The Better Way of Applying Benford’s Law for Fraud Detection

Applying Benford’s Law on large collections of data is an effective way of detecting fraud. In this article, we?ll introduce you to Benford’s Law, talk about how auditors are employing it in fraud detection, and introduce you to a more effective way of integrating it into an IT solution.

Benford’s Law in a nutshell

Benford’s Law states that certain data sets – including certain accounting numbers – exhibit a non-uniform distribution of first digits. Simply put, if you gather all the first digits (e.g. 8 is the first digit of ?814 and 1 is the first digit of ?1768) of all the numbers that make up one of these data sets, the smallest digits will appear more frequently than the larger ones.

That is, according to Benford’s Law,

1 should comprise roughly 30.1% of all first digits;
2 should be 17.6%;
3 should be 12.5%;
4 should be 9.7%, and so on.

Notice that the 1s (ones) occur far more frequently than the rest. Those who are not familiar with Benford’s Law tend to assume that all digits should be distributed uniformly. So when fraudulent individuals tinker with accounting data, they may end up putting in more 9s or 8s than there actually should be.

Once an accounting data set is found to show a large deviation from this distribution, then auditors move in to make a closer inspection.

Benford’s Law spreadsheets and templates

Because Benford’s Law has been proven to be effective in discovering unnaturally-behaving data sets (such as those manipulated by fraudsters), many auditors have created simple software solutions that apply this law. Most of these solutions, owing to the fact that a large majority of accounting departments use spreadsheets, come in the form of spreadsheet templates.

You can easily find free downloadable spreadsheet templates that apply Benford’s Law as well as simple How-To articles that can help you to implement the law on your own existing spreadsheets. Just Google “Benford’s law template” or “Benford’s law spreadsheet”.

I suggest you try out some of them yourself to get a feel on how they work.
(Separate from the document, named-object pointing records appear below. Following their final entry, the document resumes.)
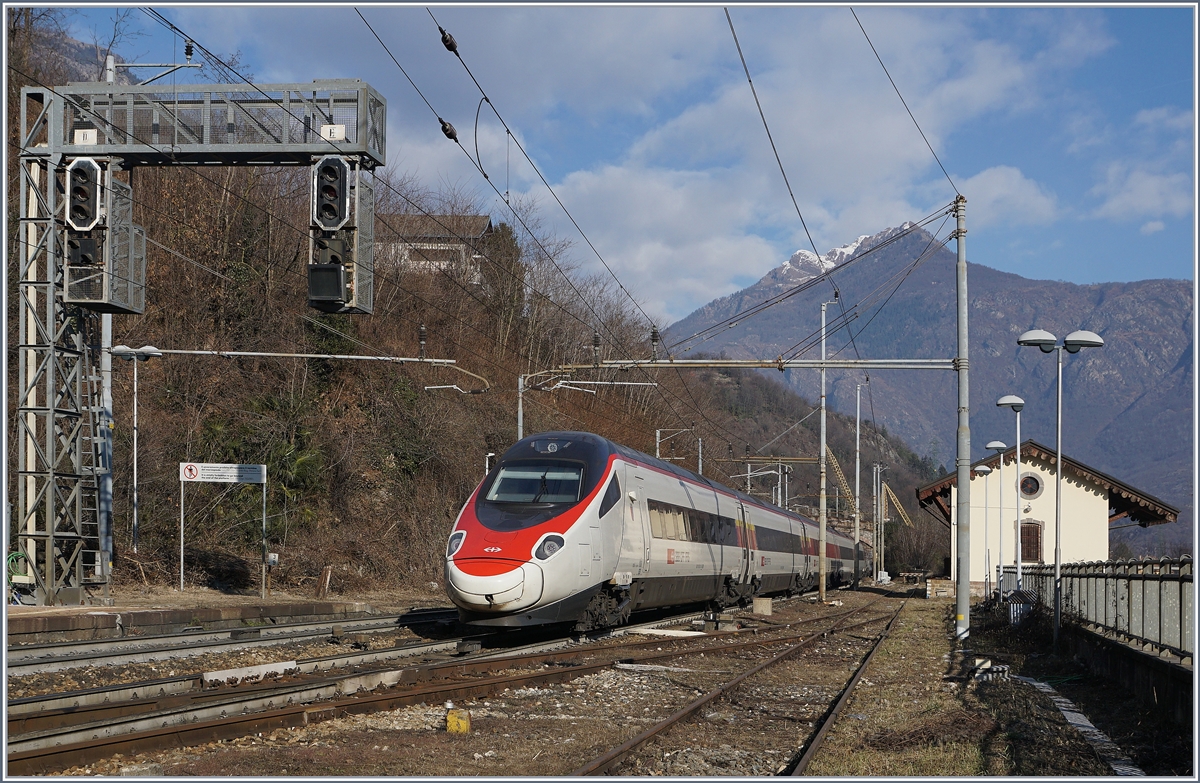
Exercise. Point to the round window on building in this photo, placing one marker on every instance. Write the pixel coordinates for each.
(1031, 485)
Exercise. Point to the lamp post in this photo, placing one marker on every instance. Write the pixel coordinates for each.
(999, 447)
(984, 471)
(1072, 344)
(1017, 404)
(136, 356)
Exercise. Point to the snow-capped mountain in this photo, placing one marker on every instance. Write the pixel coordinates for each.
(1137, 392)
(804, 263)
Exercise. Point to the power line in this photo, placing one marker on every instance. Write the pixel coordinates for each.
(600, 322)
(451, 45)
(905, 103)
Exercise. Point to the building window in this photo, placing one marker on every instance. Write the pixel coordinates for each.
(1031, 542)
(1031, 485)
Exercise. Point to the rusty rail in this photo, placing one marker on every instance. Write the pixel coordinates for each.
(611, 758)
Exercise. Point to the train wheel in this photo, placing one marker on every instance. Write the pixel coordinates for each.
(609, 608)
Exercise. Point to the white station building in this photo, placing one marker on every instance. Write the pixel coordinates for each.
(1091, 502)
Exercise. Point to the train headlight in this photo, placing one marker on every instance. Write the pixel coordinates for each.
(549, 547)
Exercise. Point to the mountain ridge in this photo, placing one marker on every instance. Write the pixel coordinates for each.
(1135, 392)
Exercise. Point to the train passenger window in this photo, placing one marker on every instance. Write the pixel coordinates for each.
(655, 519)
(611, 496)
(681, 524)
(541, 482)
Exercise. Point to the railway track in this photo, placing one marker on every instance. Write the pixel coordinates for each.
(71, 655)
(55, 730)
(57, 733)
(613, 759)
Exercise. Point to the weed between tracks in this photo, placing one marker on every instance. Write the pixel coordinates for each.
(904, 719)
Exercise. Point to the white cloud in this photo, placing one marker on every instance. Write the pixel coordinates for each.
(1003, 195)
(642, 119)
(1133, 191)
(1168, 118)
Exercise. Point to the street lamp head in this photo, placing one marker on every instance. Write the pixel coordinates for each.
(136, 354)
(1011, 401)
(1039, 338)
(1081, 339)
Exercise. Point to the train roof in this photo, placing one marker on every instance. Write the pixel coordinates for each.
(667, 467)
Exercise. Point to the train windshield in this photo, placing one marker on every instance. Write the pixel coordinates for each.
(538, 482)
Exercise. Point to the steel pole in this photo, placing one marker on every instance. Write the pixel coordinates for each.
(821, 559)
(987, 539)
(520, 406)
(858, 417)
(1000, 555)
(963, 586)
(106, 456)
(1057, 508)
(1019, 585)
(264, 539)
(136, 456)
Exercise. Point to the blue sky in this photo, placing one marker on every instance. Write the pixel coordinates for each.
(1069, 130)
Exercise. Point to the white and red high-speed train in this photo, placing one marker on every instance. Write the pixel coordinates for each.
(573, 527)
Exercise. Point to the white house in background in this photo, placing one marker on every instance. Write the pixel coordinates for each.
(1091, 501)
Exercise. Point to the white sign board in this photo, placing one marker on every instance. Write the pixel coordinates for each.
(222, 472)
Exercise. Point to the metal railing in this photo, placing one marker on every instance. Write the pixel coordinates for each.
(1147, 602)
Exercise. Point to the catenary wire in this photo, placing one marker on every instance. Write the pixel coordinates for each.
(905, 102)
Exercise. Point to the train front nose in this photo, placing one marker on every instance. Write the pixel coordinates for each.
(487, 585)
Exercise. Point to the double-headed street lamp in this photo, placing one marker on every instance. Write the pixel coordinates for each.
(984, 471)
(136, 356)
(1073, 344)
(1017, 404)
(999, 448)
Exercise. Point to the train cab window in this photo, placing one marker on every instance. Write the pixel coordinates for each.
(611, 496)
(538, 482)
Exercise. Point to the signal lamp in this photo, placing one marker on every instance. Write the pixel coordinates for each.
(83, 184)
(331, 192)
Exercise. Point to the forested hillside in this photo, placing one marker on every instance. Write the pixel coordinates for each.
(366, 467)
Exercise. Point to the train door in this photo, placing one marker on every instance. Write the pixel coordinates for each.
(743, 545)
(753, 555)
(636, 541)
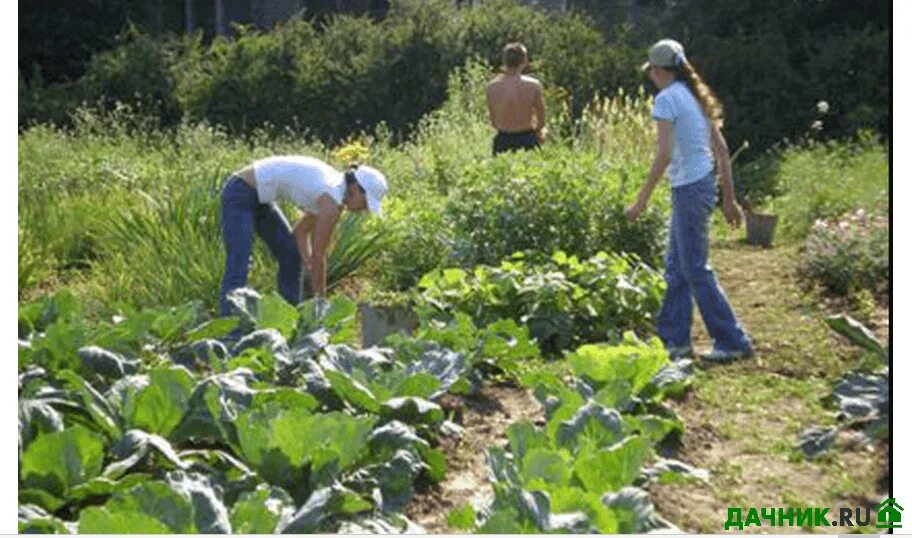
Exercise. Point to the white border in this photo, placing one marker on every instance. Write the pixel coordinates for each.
(902, 289)
(9, 454)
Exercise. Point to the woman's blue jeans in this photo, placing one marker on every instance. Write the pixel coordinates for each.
(689, 277)
(242, 215)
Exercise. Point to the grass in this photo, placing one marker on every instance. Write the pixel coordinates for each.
(824, 180)
(758, 408)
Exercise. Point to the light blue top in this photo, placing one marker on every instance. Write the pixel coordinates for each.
(691, 156)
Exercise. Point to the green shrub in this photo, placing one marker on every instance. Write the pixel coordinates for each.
(564, 301)
(850, 256)
(555, 199)
(826, 180)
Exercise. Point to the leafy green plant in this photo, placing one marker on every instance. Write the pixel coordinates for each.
(288, 429)
(562, 300)
(850, 254)
(554, 479)
(555, 199)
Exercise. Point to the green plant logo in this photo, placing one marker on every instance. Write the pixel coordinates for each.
(889, 514)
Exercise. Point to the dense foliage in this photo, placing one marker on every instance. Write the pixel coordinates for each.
(156, 422)
(850, 254)
(564, 301)
(327, 78)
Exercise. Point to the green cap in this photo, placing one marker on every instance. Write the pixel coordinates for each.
(665, 53)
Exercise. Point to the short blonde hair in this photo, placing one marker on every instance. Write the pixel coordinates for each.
(514, 54)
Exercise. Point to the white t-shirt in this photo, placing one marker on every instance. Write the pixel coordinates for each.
(692, 157)
(298, 179)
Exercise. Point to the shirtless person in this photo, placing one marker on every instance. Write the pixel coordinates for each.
(516, 105)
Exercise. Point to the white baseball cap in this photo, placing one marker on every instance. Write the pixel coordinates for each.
(665, 53)
(374, 184)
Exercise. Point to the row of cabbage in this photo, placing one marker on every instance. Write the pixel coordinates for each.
(271, 421)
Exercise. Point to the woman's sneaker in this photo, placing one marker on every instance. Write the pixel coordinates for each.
(679, 352)
(726, 356)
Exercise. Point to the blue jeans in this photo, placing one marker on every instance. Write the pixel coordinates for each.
(689, 276)
(242, 215)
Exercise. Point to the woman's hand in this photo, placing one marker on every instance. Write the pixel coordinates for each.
(732, 212)
(307, 263)
(634, 210)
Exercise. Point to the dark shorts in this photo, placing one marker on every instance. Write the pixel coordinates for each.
(504, 142)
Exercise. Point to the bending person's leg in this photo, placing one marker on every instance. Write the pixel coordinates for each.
(239, 206)
(275, 231)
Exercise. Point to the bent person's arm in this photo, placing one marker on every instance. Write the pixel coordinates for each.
(490, 105)
(538, 107)
(659, 164)
(324, 223)
(302, 234)
(723, 160)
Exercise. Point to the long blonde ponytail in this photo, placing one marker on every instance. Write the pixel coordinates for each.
(711, 105)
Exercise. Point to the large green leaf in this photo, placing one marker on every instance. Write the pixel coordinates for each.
(214, 328)
(275, 313)
(566, 500)
(281, 441)
(543, 468)
(617, 372)
(96, 410)
(149, 508)
(59, 461)
(352, 392)
(338, 316)
(159, 407)
(613, 468)
(422, 385)
(857, 333)
(412, 410)
(524, 437)
(260, 511)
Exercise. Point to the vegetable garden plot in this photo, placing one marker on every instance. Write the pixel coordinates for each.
(157, 423)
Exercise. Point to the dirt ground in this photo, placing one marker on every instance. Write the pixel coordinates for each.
(742, 421)
(485, 418)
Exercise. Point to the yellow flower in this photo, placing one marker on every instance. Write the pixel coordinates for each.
(352, 152)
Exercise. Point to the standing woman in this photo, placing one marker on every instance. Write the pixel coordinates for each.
(316, 188)
(688, 119)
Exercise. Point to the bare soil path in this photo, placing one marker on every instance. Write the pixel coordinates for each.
(742, 421)
(485, 418)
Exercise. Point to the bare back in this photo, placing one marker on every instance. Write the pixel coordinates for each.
(515, 103)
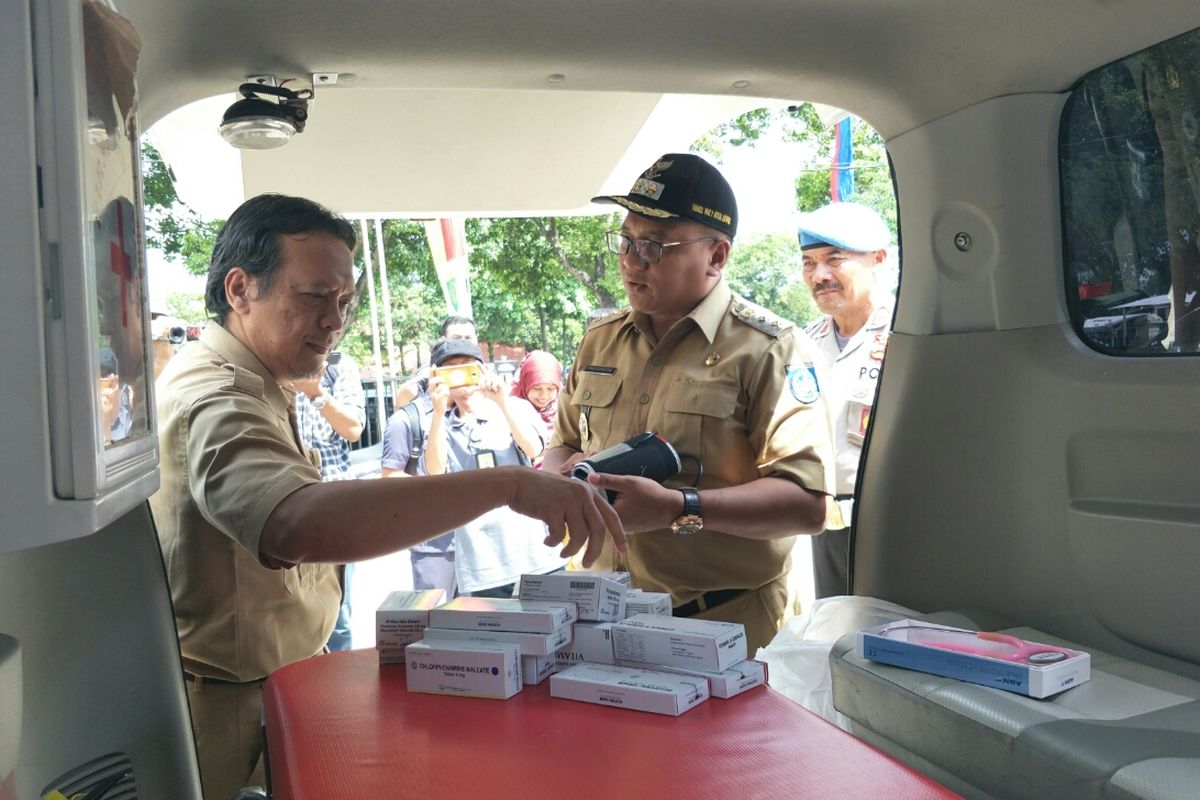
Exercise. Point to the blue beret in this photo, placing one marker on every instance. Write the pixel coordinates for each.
(847, 226)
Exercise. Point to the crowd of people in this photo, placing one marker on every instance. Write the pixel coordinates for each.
(257, 417)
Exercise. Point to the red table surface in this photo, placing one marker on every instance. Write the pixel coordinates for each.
(345, 726)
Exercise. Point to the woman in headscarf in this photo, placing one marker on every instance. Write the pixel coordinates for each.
(539, 380)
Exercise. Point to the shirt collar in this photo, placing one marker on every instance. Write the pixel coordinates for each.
(707, 314)
(231, 349)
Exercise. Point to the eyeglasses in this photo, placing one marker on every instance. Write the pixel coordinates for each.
(647, 250)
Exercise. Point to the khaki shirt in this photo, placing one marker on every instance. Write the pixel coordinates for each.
(229, 455)
(731, 384)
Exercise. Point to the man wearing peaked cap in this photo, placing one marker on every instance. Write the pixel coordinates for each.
(843, 245)
(720, 379)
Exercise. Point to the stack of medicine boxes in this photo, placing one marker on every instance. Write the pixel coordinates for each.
(487, 647)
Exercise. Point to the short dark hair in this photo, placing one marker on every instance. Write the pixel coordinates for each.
(456, 320)
(250, 239)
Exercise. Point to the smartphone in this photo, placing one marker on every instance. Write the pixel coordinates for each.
(460, 374)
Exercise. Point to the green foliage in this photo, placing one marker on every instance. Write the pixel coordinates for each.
(767, 270)
(172, 226)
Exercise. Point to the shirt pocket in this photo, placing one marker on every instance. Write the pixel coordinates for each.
(594, 404)
(699, 416)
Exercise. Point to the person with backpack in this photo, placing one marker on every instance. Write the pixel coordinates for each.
(331, 415)
(403, 441)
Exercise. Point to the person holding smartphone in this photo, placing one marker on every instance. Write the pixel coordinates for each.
(477, 425)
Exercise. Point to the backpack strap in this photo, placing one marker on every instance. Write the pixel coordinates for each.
(417, 435)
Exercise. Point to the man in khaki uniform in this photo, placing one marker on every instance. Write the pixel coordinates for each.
(250, 535)
(720, 379)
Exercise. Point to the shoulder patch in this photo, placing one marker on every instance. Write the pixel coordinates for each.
(612, 317)
(757, 317)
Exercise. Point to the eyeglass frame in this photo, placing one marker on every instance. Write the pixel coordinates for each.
(634, 244)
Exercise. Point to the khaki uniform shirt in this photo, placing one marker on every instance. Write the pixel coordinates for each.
(229, 453)
(853, 376)
(732, 385)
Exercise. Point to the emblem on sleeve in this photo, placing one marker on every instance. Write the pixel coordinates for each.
(802, 380)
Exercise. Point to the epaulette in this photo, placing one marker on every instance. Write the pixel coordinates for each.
(612, 317)
(757, 317)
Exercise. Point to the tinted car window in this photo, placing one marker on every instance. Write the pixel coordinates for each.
(1131, 190)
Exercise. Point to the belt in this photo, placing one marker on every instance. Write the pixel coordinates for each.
(216, 681)
(706, 601)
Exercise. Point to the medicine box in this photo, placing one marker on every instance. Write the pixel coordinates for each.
(466, 668)
(1000, 661)
(739, 678)
(647, 602)
(592, 644)
(679, 642)
(403, 615)
(532, 644)
(503, 614)
(535, 669)
(642, 690)
(598, 597)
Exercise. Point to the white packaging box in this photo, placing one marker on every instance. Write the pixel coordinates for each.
(402, 615)
(647, 602)
(535, 669)
(679, 642)
(598, 597)
(503, 614)
(391, 655)
(643, 690)
(466, 668)
(910, 643)
(735, 680)
(592, 644)
(532, 644)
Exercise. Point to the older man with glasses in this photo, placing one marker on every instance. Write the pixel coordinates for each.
(719, 378)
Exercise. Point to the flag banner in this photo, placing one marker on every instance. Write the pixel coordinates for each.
(448, 244)
(841, 175)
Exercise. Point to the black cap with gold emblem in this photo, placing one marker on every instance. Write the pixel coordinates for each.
(682, 186)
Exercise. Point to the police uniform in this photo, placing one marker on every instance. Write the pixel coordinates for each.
(735, 386)
(229, 455)
(853, 374)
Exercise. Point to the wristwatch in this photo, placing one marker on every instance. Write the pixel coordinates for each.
(690, 522)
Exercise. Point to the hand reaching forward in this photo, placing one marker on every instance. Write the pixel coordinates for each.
(565, 504)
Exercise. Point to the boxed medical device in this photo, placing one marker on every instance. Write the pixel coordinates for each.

The problem with Benford’s Law when used on spreadsheets

There’s actually another reason why I wanted you to try those spreadsheet templates and How-To’s yourself. I wanted you to see how susceptible these solutions are to trivial errors. Whenever you work on these spreadsheet templates – or your own spreadsheets for that matter – when implementing Benford’s Law, you can commit mistakes when copy-pasting values, specifying ranges, entering formulas, and so on.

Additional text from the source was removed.